Hospital merger made official
Sandra Taylor left work Friday after celebrating her 25th anniversary
of working at Obici Hospital.
When she returned to work Monday morning, it was the patient accounting representative’s first day of work at Sentara-Louise Obici Memorial Hospital.
On Monday, officials from both Obici and Sentara gathered in the hospital’s atrium, along with about 200 employees and guests, to sign the paperwork making Obici’s absorption into the Sentara Health System official.
“I came back to work today with a new hospital name,” Taylor said. “It’s kind of sad, but hopefully it will work out. It still hasn’t sunk in.”
Taylor and the other approximately 1,200 Obici employees have been nervous about what the future holds. That trepidation was acknowledged at Monday’s ceremony by both Obici CEO Rosemary Check and Board Chairman J. Samuel Glasscock.
“I feel confident most of Obici’s staff will be pleased with Sentara,” said Check, who will be relinquishing her CEO post and heading up the local transition team. “We can’t say there won’t be changes at all, but our goal will be to minimize distractions from what should be our number one focus n our patients.”
Check encouraged employees to think of the merger as “an opportunity to grow.”
“Yes, there will be changes,” Glasscock said, “and yes, they may affect some folks, but I’ve got to think it’s an exciting opportunity for you.
“This merger let’s us continue the dream Mr. Obici had.”
Glasscock has served on the hospital board for 40 years, the past 25 as chairman. He will continue on, now serving on the board of the Obici Health Foundation, which is receiving $70 million from Sentara and will focus its efforts on funding health care for the indigent and uninsured.
Former Foundation board member Peter Pruden III and
hospital board member Thomas Woodward will serve as Obici’s representatives on the Sentara board.
While the fates of Obici employees may be hazy, speakers left little doubt that the merger was a good thing for health care in Suffolk.
Glasscock noted that the age of the independent hospital is coming to an end. He said Obici could have continued along as an independent, but because of efficiencies and costs, it never could have accomplished what it could as part of a system.
“Amedeo Obici’s benevolent and community spirit inhabits this place,” Check said. “We could not have chosen a better merger partner. I know Sentara will be sensitive to the history of Obici Hospital.”

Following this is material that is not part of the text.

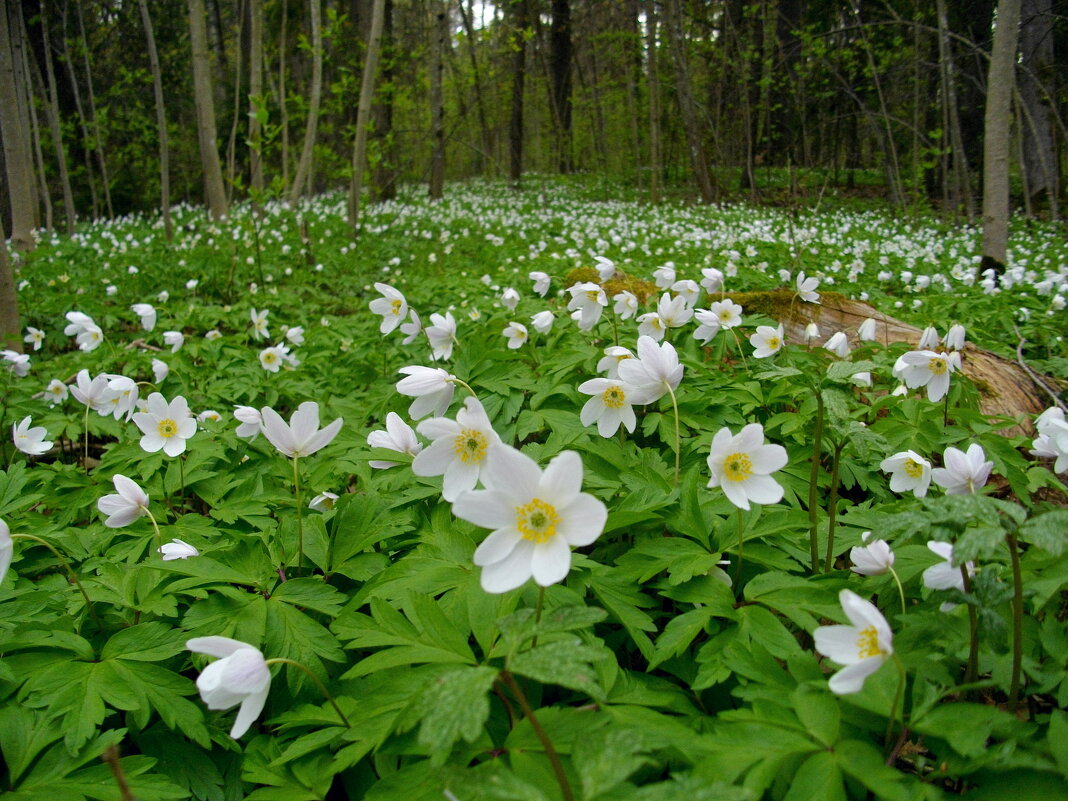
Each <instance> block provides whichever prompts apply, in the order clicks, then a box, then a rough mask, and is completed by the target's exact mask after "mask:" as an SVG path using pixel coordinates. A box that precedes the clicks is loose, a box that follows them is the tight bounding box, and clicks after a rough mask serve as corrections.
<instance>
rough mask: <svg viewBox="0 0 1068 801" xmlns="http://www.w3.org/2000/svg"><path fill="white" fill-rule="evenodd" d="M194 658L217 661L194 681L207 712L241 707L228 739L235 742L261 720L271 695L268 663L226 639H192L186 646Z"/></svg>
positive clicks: (240, 643)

Mayor Bobby Ralph noted the event was “something that hasn’t happened in Suffolk for many years: A chance to have improved health care for Suffolk.
“I’m sure Mr. Obici would approve of this merger,” Ralph said.
Glasscock called the merger, “”really a great day in the life of this hospital and the life of this community.”
Representing Sentara among the speakers were John Malbon, vice chairman of the board of directors, and David Bernd, CEO.
“Obici’s a great hospital and a wonderful asset, but let me assure there’s great benefit to the Suffolk people coming from this merger,” Malbon said.